By Claudette Sandecki
A report released last September (2015) from B.C.’s senior advocate, Isobel Mackenzie, about the state of assisted home care took me back to six years ago when my husband was in the last months of his life struggling to breathe with asthma and COPD, and seizures doctors failed to diagnose despite tests.
Family visited us frequently, drove us to appointments, and fetched groceries for us; otherwise we managed on our own. Seeking home care or any other government-sponsored assistance never occurred to me until his final weeks when a friend suggested that I apply for at least a few hours of home care weekly.
Without reviewing my brief journal entries from those stressful days, I have no clear recollection of my efforts. I do, though, recall my consternation at the lengthy application and the long wait for a home assessment. None arrived in time.
I clearly recall my days (and nights) of relentless vigilance. Because of the seizures, which could drop him to the floor without warning, he needed to be guided from bed to bathroom to sofa to kitchen table.
Matched pound for pound, the best I could do if he collapsed was keep him from bashing his head on a corner of the piano or edge of the bathtub. A commode stationed near the sofa during the day, or in our bedroom at night, reduced his hourly treks to the bathroom.
Heavy lifting was required if he fell. Getting him back on his feet took three stages: first, to a low stool, then to a higher stool, and finally to a regular chair height. Breakfast preceded a bandage session, replacing the previous day’s bandages and treating fresh injuries. A stranger might have reported me to authorities for elder abuse.
A carpenter installed grab bars in the shower, and two protective bars across the basement door kept open to allow heat up from the wood stove. A barber visited our home to give him a haircut and a shave; a lab technician so he didn’t have to dress for winter weather, drive to town and wait 30 minutes for a three minute blood test.
Prescription drugs comprised the centrepiece on our kitchen table. To give him the correct dosages at the recommended times, I labelled each bottle with a different colour felt-tip marker: red for breakfast pills, blue for lunch, green for supper, and black for bedtime. The cap of each bottle listed the number of pills in a dose.

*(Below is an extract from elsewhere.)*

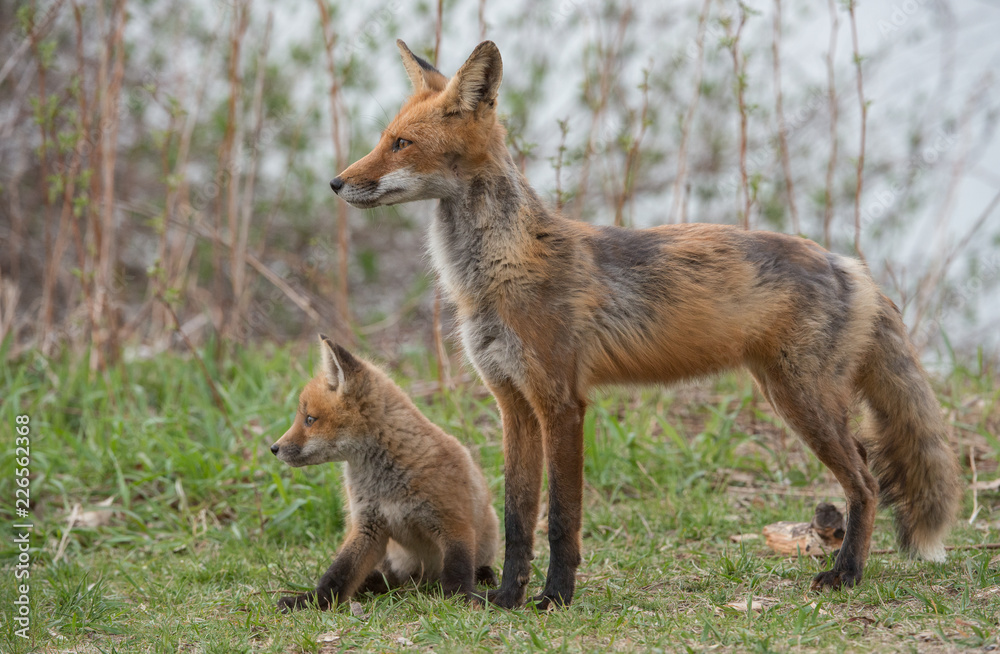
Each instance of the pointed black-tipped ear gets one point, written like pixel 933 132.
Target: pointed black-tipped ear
pixel 422 75
pixel 478 80
pixel 339 365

Because a major worry was the possibility we might run short of his inhalers (on his worst nights, he could inhale a month’s supply and still be green from lack of oxygen) I nailed a wooden cutlery drawer to the closet wall and stocked it; a glance showed how many inhalers of each colour were left. He had three colours, each to treat a specific breathing difficulty.
As his health failed, my leash shortened. I could no longer go for bike rides or walk the dogs. A quick trip to the mailbox on the front gate became my main exercise, until snow needed to be shovelled. Leaving a baby monitor beside him and the nanny speaker on the porch, I kept an ear on him while I cleared snow from the big gate in case he needed an ambulance overnight.
Anxiety and sleep deprivation compounded to make me punch-drunk. I couldn’t enjoy – even comprehend – the books I read. Family said I repeated conversation. Was he still safe in my care? That’s when I applied for home care to help me keep my promise never to admit him to a seniors’ facility.
Recovering from providing round-the-clock care took me months.